Miczura była efemerydą, ale stworzyła choćby wyjątkowe „Miejsce na ziemi”, film należący do tradycji, której nie ma w polskim kinie. Oparty na subtelnościach i półcieniach, minimalistyczny. „Współcześnie, robiąc podobne filmy, reżyserzy powołują się na Roberta Bressona (...), który objawił się parę lat później niż Różewiczowie i bardzo przypadł obu braciom do gustu” – pisze Adriana Prodeus. Ten rodzaj opowiadania nie przyjął się. Maria Malatyńska tłumaczyła, dlaczego tak się stało: „W kraju, który często lubił rozpalać się temperamentem swoich twórców, ta twórczość zawsze była ostentacyjnie chłodna, świadomie skupiona i kontemplacyjna. Niektórzy pisali o niej, że jest «nierozgrzana». Ale łatwo można było zrozumieć, że jej chłód wypływa ze swoistego strachu przed łatwością wielkich emocji w sztuce. Stąd tak częste u Różewicza «trzymanie się konkretów», «rzeczy», «opisów prostych», aby nie wyglądało, że fabuła chce się narzucić, zmusić odbiorcę do własnych interpretacji”. Ten dystans pasuje też do twórczości Filipowicza, który dbał o to, by nigdy nie nadużywać emocji, natomiast pokazywać to, co dzieje się w człowieku.
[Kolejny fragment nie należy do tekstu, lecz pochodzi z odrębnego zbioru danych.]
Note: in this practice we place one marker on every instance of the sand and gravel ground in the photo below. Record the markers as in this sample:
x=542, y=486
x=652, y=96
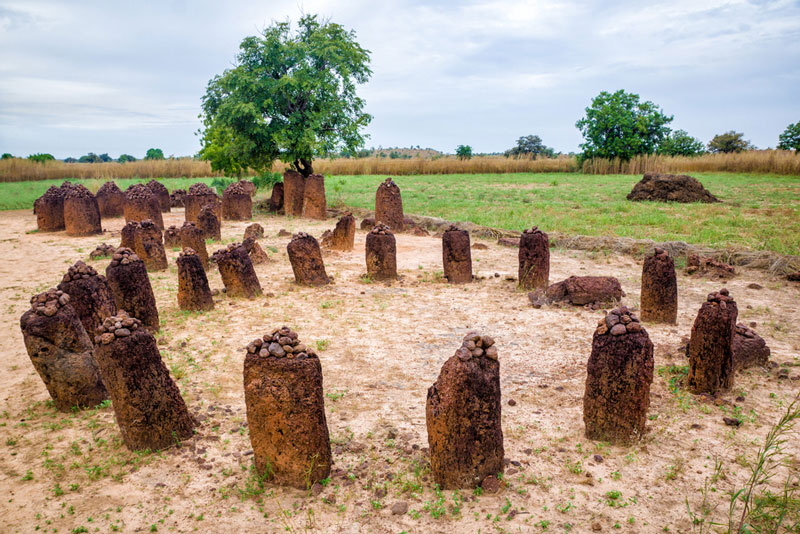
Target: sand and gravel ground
x=381, y=347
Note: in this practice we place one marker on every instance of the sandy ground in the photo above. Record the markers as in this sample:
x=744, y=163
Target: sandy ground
x=383, y=347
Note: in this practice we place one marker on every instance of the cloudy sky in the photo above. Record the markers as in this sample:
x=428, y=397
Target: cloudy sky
x=119, y=77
Nie miał wątpliwości, że to w literaturze, a nie w filmie, może powiedzieć więcej: „Słowo i obraz mijają w filmie. Że cały film w jakimś mechanicznym tempie mija. I że końcowy rezultat odbioru filmu jest jakimś sumowaniem się tego, co już bezpowrotnie minęło, podczas gdy w literaturze, gdzie ma się do czynienia ze słowem pisanym, można się zawsze cofnąć – odwracając po prostu dwie czy pięćdziesiąt nawet stron”.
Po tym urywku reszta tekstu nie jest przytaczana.